Merits of Silk Industry

  • The industry activities align with the 4 major Millennium Development Goals set by UN like; eradicate extreme poverty and hunger, promote gender equality and empower women, ensuring environmental sustainability, and develop a global partnership for development.
  • High Labour Force Participation Rate (LFPR) in comparison to any other rural avocation due to which silk industry has emerged as the ideal tool for employment generation and rural development.
  • Major participation (80%) by the tribal and downtrodden people, due to which significantly contribute to the poverty alleviation programmes of the Government.   
  • Participation of women (60%) and family members leads to higher income flow to the family.

  • 60% of the income from the sericulture industry is flowing to the primary producers; i.e. farmers.
  • Enable flow of equity from rich (the higher level consumers) to poor ( the farmers, reelers, weavers etc.)
  • Prevents urban migration and contribute to preserve the bio-diversity of rural areas and natural vanya food plant forest areas.

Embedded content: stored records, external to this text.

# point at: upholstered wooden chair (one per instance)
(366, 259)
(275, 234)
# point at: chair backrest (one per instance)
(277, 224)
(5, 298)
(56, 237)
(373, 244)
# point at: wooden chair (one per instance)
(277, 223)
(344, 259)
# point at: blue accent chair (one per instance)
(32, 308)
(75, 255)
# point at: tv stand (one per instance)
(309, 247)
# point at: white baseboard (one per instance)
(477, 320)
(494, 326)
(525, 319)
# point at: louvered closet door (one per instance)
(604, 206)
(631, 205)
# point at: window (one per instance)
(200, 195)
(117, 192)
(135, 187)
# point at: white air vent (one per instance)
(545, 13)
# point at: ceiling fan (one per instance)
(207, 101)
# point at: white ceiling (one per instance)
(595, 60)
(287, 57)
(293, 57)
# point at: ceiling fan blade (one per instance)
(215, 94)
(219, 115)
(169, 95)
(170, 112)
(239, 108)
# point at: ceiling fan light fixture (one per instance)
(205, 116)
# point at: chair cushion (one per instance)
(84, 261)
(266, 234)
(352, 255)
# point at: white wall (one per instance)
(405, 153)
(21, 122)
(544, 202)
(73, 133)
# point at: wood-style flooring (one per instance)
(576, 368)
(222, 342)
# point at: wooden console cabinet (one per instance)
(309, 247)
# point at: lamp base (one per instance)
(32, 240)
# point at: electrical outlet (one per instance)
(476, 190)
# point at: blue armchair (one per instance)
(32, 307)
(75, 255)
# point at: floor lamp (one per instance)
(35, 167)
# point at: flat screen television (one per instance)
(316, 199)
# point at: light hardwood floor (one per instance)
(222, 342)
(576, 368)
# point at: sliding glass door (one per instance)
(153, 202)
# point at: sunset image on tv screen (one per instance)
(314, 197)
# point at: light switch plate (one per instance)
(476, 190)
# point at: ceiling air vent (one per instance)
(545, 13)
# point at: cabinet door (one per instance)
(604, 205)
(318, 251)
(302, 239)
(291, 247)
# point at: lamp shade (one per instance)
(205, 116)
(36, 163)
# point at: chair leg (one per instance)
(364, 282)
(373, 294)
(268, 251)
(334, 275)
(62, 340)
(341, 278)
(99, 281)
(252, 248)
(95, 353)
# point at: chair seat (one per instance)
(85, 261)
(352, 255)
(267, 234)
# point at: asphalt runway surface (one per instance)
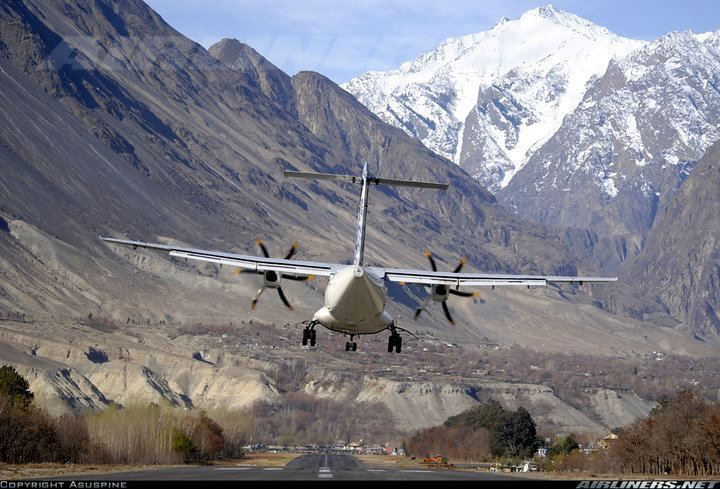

  • Low investment and higher return, short gestation period, and steady income throughout the year.

  • The activities are simple and can be taken by women and other family members along with their regular house hold chores.

  • Eco friendly production process, increases green cover, helps soil conservation and prevents soil erosion.

  • Carbon emitting is minimal as the industry is agro-based and labour intensive.

  • Land unsuitable for food crop cultivation could be used for sericulture.

  • The waste generated from the industry could be utilized various useful purposes.

  • A strong and assured domestic demand for silk and silk products which is consistently in the upward trajectory for the last 5 decades.

  • Increasing consumption of silk products witnessed in most of the developed countries leads to high demand in global market also.

  • Foreign exchange earning opportunity for the developing countries.